ナンバー灯(番号灯)が切れた車を運転しているシーンをクイズにしてお届け。運転歴が長くなると、違反かどうかを気にしないまま運転してしまいがち。どこが違反にあたる運転行為なのかをクイズで再確認しましょう。

夜間、2台の車で出かけた帰りに立ち寄ったコンビニの駐車場で、後ろの車を運転していた友人から「車のナンバー灯が切れてるよ」と言われました。普段、自分の車のナンバー灯を確認する機会がなく、指摘されて初めて気づきました。近くに修理できるところもなく、コンビニの駐車場に車を放置するわけにもいかないし、スモールランプやブレーキランプは点灯するので、友人の車に後ろを走ってもらえば問題ないと思い、そのまま帰ることにしました。
この行為は、以下の選択肢のうち、どれに該当するでしょうか?

答え:1. ナンバー灯が切れている車を夜間に運転したから違反

車のナンバー灯とは夜間、車の後方に備え付けられたナンバーを後ろを走る車などから確認できるよう取り付けられた、ナンバープレートを照らす明かりのことです。正式には「番号灯」といい、最高速度20km未満の軽自動車および小型特殊自動車を除く自動車に備えること、ナンバープレートの番号等が確認できるものであること、ライトに合わせて点灯することなどが保安基準で義務付けられています。
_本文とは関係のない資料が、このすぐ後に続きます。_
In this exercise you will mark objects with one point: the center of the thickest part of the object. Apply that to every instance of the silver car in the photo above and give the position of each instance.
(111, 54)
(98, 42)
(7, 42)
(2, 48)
道路交通法は、自動車が夜間道路にあるときは、前照灯、車幅灯、尾灯その他の灯火をつけなければならないとしていますから(道路交通法第52条1項)、ライトを点けてもナンバー灯が点灯しない状態は、この灯火義務の違反となります。

従って、正解は1の「ナンバー灯が切れている車を夜間に運転したから違反」です。

車のヘッドライトやブレーキランプが切れているのは比較的気づきやすいと思いますが、ナンバー灯切れに自分で気づくことは難しいかもしれません。小さなランプとはいえ、切れたままでは意図的にナンバーを視認されにくくしている、ナンバーを見られたくない、と誤解される可能性もあります。日頃の車両点検を心がけ、もし切れていた場合は速やかに修理しましょう。


道路交通法
(車両等の灯火)
第52条 車両等は、夜間(日没時から日出時までの時間をいう。以下この条及び第63条の9第2項において同じ。)、道路にあるときは、政令で定めるところにより、前照灯、車幅灯、尾灯その他の灯火をつけなければならない。政令で定める場合においては、夜間以外の時間にあつても、同様とする。

車両保安基準
(番号灯)
第36条 自動車の後面には、番号灯を備えなければならない。ただし、最高速度20キロメートル毎時未満の軽自動車及び小型特殊自動車にあつては、この限りでない。
2 番号灯は、夜間に自動車登録番号標、臨時運行許可番号標、回送運行許可番号標又は車両番号標の番号等を確認できるものとして、灯光の色、明るさ等に関し告示で定める基準に適合するものでなければならない。
3 番号灯は、その性能を損なわないように、かつ、取付位置、取付方法等に関し告示で定める基準に適合するように取り付けられなければならない。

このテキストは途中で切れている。